Reconfigurable Stream-based Tensor Unit with Variable-Precision Posit Arithmetic
Nuno Neves, Pedro Tomas and Nuno Roma
Instituto Superior Tecnico Universidade de Lisboa, Portugal
Abstract
The increased adoption of DNN applications drove the emergence of dedicated tensor computing units to accelerate multi-dimensional matrix multiplication operations. Although they deploy highly efficient computing architectures, they often lack support for more general-purpose application domains. Such a limitation occurs both due to their consolidated computation scheme (restricted to matrix multiplication) and due to their frequent adoption of low-precision/custom floating-point formats (unsuited for general application domains). In contrast, this paper proposes a new Reconfigurable Tensor Unit (RTU) which deploys an array of variable-precision Vector Multiply Accumulate (VMA) units. Furthermore, each VMA unit leverages the new Posit floating-point format and supports the full range of standardized posit precisions in a single SIMD unit, with variable vector-element width.

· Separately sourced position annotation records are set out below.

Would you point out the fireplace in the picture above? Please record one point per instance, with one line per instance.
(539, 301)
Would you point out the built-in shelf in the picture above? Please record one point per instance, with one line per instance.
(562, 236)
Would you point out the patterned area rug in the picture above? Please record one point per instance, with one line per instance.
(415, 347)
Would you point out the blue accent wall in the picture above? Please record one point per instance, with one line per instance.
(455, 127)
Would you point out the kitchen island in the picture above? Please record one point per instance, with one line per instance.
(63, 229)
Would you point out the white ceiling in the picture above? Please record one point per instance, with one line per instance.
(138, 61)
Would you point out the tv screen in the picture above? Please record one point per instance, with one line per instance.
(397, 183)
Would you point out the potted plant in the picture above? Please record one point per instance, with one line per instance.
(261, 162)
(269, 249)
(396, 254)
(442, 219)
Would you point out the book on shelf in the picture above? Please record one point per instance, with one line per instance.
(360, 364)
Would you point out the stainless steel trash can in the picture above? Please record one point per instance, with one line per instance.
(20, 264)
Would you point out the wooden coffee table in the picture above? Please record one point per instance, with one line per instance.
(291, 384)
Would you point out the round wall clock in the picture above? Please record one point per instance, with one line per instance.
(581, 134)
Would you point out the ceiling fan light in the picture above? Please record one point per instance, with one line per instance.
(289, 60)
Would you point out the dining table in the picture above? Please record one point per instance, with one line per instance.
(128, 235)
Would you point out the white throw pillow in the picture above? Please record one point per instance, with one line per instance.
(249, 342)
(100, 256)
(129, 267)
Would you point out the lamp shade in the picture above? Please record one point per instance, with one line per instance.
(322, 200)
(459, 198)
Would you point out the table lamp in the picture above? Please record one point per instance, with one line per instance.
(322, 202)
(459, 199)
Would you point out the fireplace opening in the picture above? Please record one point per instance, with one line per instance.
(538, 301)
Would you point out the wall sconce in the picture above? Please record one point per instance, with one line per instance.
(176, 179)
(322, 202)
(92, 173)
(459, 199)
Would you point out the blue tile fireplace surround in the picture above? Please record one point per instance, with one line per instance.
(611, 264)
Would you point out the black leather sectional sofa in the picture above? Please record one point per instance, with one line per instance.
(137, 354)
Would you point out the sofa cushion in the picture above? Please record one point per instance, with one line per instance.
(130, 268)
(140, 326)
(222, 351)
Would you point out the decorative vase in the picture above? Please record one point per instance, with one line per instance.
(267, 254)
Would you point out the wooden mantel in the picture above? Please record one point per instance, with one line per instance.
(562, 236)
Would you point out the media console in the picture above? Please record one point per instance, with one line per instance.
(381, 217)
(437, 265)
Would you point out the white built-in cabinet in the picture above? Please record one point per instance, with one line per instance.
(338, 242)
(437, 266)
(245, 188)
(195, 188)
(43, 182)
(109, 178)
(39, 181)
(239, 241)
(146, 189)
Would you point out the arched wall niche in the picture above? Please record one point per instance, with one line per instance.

Moreover, the proposed RTU explores the Posit format features for fused operations, together with spatial and time-multiplexing reconfiguration mechanisms to fuse and combine multiple VMAs to map high-level and complex operations. The RTU is also supported by an automatic data streaming infrastructure and a pipelined data movement scheme, allowing it to accelerate the computation of most data-parallel patterns commonly present in vectorizable applications. The proposed RTU showed to outperform state-of-the-art tensor and SIMD units, present in off-the-shelf platforms, in turn resulting in significant energy-efficiency improvements.